TONACCI : LE CINEMA, L’AFFECTION ET LA VOCATION DU DOUTE

par Cristina Amaral

 

Andrea Tonacci

La force et la beauté du cinéma d’Andrea viennent d’abord, selon moi, de sa posture intègre et inquiète, qui ne s’accommode pas de certitudes, ne suit aucune formule et ne ment jamais. On ne trouvera pas, dans ses films, un seul photogramme dans lequel il n’ait cru complètement.

Ce cinéma désobéissant et risqué qui jaillit de l’écran avec la chaleur, le rythme cardiaque, l’odorat, l’engagement de la vie, ne cède pas à la vanité, au marketing, à l’argent. Il a du caractère, ne se plie pas aux stratégies et exige que nous, spectateurs, ayons également un regard plus attentif, plus réfléchi et moins passif. Il ne simplifie jamais et ne rentre dans aucune case. Il ne s’explique pas.

Après plus de vingt ans de vie et de travail communs, je suis toujours enchantée par ces œuvres et j’essaie de ne pas en percer le mystère.

Lorsque nous avons monté Serras da Desordem, la séquence d’ouverture, dans les bois, est celle qui nous a donné le plus de difficultés. Elle était placée en première position à dessein : elle me permettait, comme elle le permettrait ensuite au spectateur, de se débarrasser d’un regard superficiel sur l’inconnu, donc d’abord sur nous-mêmes. Il fallait que je traverse l’aliénation, l’ignorance, l’erreur, la peur d’échouer, que je parcoure mille fois le même chemin.

Et à chaque fois que nous avons réalisé un film ensemble, nous avions le sentiment de tâtonner dans l’obscurité.

Une des beautés de ce parcours créatif était qu’Andrea n’était pas un réalisateur qui donnait des explications. Il exprimait ses souhaits et ses intentions par de petites phrases indiquant ses désirs, ses intentions, et ne renonçait jamais à douter et à se poser des questions. Alors que la fin du montage approchait, ces petites indications remontaient en quelque sorte vers la salle de montage, démontrant qu’elles avait été là tout au long du processus et attendaient seulement qu’on les comprenne.

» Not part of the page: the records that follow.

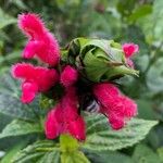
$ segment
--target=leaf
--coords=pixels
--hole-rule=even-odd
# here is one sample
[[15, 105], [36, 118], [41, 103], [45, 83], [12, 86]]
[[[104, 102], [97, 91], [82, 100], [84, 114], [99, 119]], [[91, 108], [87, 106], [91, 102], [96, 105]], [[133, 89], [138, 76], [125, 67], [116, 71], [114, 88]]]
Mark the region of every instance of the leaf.
[[61, 163], [89, 163], [85, 154], [79, 151], [77, 139], [70, 135], [60, 136]]
[[37, 163], [59, 163], [60, 162], [60, 152], [52, 151], [47, 152], [41, 159], [37, 161]]
[[13, 23], [16, 23], [16, 20], [5, 14], [0, 8], [0, 29]]
[[89, 152], [86, 155], [93, 163], [134, 163], [131, 158], [120, 152]]
[[75, 151], [79, 148], [78, 141], [70, 135], [60, 136], [60, 149], [62, 152]]
[[27, 121], [38, 120], [38, 101], [23, 104], [20, 97], [20, 84], [7, 72], [0, 77], [0, 113]]
[[7, 154], [3, 156], [3, 159], [1, 160], [1, 163], [11, 163], [11, 160], [13, 159], [13, 156], [22, 149], [24, 148], [24, 146], [26, 145], [26, 141], [22, 141], [20, 143], [17, 143], [16, 146], [12, 147]]
[[154, 38], [158, 40], [163, 40], [163, 1], [162, 0], [155, 0], [153, 3], [153, 33]]
[[137, 163], [161, 163], [159, 155], [146, 145], [138, 145], [136, 147], [133, 160]]
[[137, 8], [129, 16], [128, 16], [128, 21], [134, 23], [136, 22], [138, 18], [141, 18], [143, 16], [147, 16], [148, 14], [152, 13], [152, 5], [150, 4], [143, 4], [140, 5], [139, 8]]
[[145, 120], [156, 120], [156, 114], [152, 108], [152, 102], [148, 99], [137, 100], [138, 104], [138, 117]]
[[0, 138], [11, 136], [22, 136], [34, 133], [42, 133], [40, 124], [29, 123], [21, 120], [14, 120], [0, 134]]
[[90, 163], [85, 154], [80, 151], [64, 152], [61, 155], [61, 163]]
[[163, 147], [158, 149], [158, 154], [160, 156], [161, 162], [163, 162]]
[[87, 139], [83, 148], [92, 151], [115, 151], [142, 140], [156, 121], [133, 118], [125, 128], [112, 130], [103, 115], [87, 117]]
[[[40, 140], [20, 151], [12, 160], [12, 163], [29, 163], [29, 162], [47, 163], [47, 160], [46, 162], [42, 161], [45, 160], [46, 155], [47, 156], [49, 155], [49, 158], [52, 159], [52, 156], [54, 155], [54, 155], [59, 156], [59, 149], [55, 147], [55, 143], [51, 140]], [[58, 162], [48, 162], [48, 163], [58, 163]]]
[[160, 58], [147, 74], [147, 85], [154, 93], [163, 91], [163, 58]]

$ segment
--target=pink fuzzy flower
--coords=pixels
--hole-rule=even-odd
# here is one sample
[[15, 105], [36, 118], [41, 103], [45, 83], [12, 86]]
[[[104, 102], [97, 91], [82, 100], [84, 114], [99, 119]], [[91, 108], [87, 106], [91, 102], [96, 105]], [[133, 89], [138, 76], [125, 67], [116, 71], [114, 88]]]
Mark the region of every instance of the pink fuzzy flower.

Bien que ce processus de réalisation soit difficile, exigeant d’un point de vue physique, intellectuel et créatif, c’est précisément à cette condition que le travail se transforme en une expérience illuminée par la découverte, par l’apprentissage, et dont on sort inévitablement enrichis.

Andrea faisait partie d’un groupe de réalisateurs brésiliens aussi restreint que précieux, qui illumine notre cinématographie en dépit de tous les obstacles, les normes et les règles mis en place par une bureaucratie manquant d’intelligence ­– un cinéma hors des fiefs dominés. Le cinéma brésilien dit « officiel », qui se compromet tant avec une industrie qu’il ne contrôlera jamais et un marché qu’il ne pourra jamais obtenir, devra apprendre à cohabiter avec ce Cinéma qui se fait in abstentia, car il est entouré de complicité, d’affection et de désir de créer. Le Brésil a perdu la chance d’avoir de meilleurs films, mais le temps a pris soin de donner à ces cinéastes le respect qu’ils méritent.

Je tiens à exprimer ma reconnaissance d’avoir le privilège de faire partie de cette communauté créatrice libre, intègre, forte et courageuse. Je suis sa plus grande admiratrice.

 

 

Cinéaste, monteuse, partenaire et coordinatrice avec Andrea Tonacci de la société de production Extrema Produção Artistica, Cristina Amaral a monté plusieurs de ses films, parmi lesquels Serras da desordem.